Туанетта убрала оставшиеся цветы и застелила стол белой скатертью. Затем она отправилась в безукоризненно чистую кухню и принесла оттуда миску с дымящимся гумбо, блюдо разваренного риса, тарелку с бисквитами и кувшин молока.
Пока она собирала ужин, Филипп направился в свою спаленку, которая находилась возле их общей комнаты. Проходя через кухню, он залюбовался – как чисто и уютно было здесь! Стены общей комнаты почти сплошь были увешаны проволочными моделями цветочных украшений для похорон и свадеб. Тут были колокольчики и арфы, короны и звезды, подушки и подковы, полуоткрытые ворота и четырехлистный клевер, барашки и голуби, а между ними висело множество венков из белых бессмертников, на которых выделялись красные надписи: «Моему сыну», «Моей матери», «Молитесь за нас» и другие. Креолы часто покупали такие венки, и поэтому Туанетта делала их всегда про запас. Вечернее солнце заглянуло в окно, и модели сверкали, как серебро. Солнечные лучи придали нарядный вид всей комнате, осветив и белые стены, и красный кирпичный пол, и простую темную мебель. На дворе было уже темно и прохладно; последний луч солнца и теплые краски составляли приятный контраст с сумерками, будто создавали живописное полотно. Филипп любил это время дня. Его художественная натура наслаждалась своеобразной картиной окружающих предметов и красок. Помимо всего, это был его родной дом – единственный, который он знал, и он был ему очень дорог.
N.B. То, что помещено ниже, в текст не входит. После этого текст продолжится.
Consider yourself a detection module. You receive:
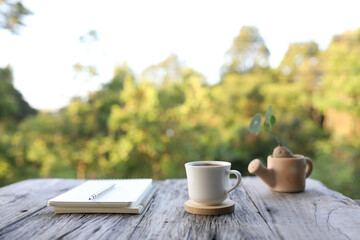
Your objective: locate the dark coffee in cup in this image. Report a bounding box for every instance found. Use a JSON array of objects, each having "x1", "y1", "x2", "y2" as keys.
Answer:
[{"x1": 194, "y1": 163, "x2": 222, "y2": 167}]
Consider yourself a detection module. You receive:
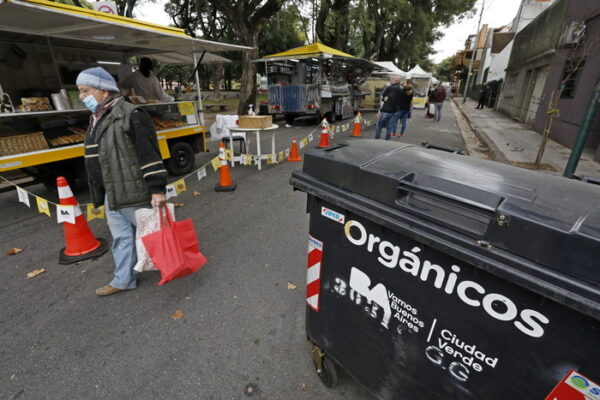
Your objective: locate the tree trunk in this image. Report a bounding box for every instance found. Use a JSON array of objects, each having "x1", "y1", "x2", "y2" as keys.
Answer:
[{"x1": 238, "y1": 36, "x2": 258, "y2": 115}]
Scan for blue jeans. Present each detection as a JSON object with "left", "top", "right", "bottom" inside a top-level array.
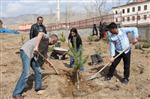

Он вошел в свою комнатку и увидел привычное: белоснежную постель с пологом от москитов, маленький столик у окна, уставленного букетами роз, здесь лежали его книги и аспидная доска, – и Филипп почувствовал не без гордости, что нет на свете лучшего уголка. Темная птичка прыгала на ветке за окном и чирикала: «Чик-чирик! Чик-чирик!» Умываясь и приглаживая волосы, Филипп удивительно точно повторил ее нежное чириканье. Затем он взял с полки над кроватью книги и отправился на веранду, где его ждала Туанетта. После ужина Туанетта, отодвинув кресло от стола, приготовилась слушать.
– Мамочка, – умильно проговорил Филипп, выбрав одну из книг и перелистывая ее, – я ужас как устал. Можно не учить сегодня урока?
– Нет, нет! – строго ответила Туанетта. – Разве ты хоть раз приходил в школу с невыученным уроком, с тех пор как впервые пошел к отцу Жозефу? Начинай же, голубчик! У меня есть еще работа, а тебе нужно готовить уроки. Что, отец Жозеф был доволен тобой сегодня?
– Да, мамочка. Он говорит, что я сделал разбор очень хорошо. Так нельзя не учить урока? Ну, ладно уж, начну.
И Филипп, сделав серьезное лицо, дрожащим голосом прочел «Отче наш». Когда он кончил, Туанетта наклонила голову и тихо произнесла: «Аминь». Исполнив эту важную обязанность, Филипп взял книги и уселся на ступеньках готовить уроки, а Туанетта убрала со стола и занялась какой-то хозяйственной работой. Вернувшись через некоторое время, она тревожно посмотрела на Филиппа. Мальчик сидел, уткнувшись подбородком в руки, а книги в беспорядке лежали у его ног. Она еще раз посмотрела на него… Он глубоко задумался. О чем может думать ребенок? Вдруг Туанетта сгорбилась, как-то осела, и руки у нее задрожали, когда она принялась перебирать семена.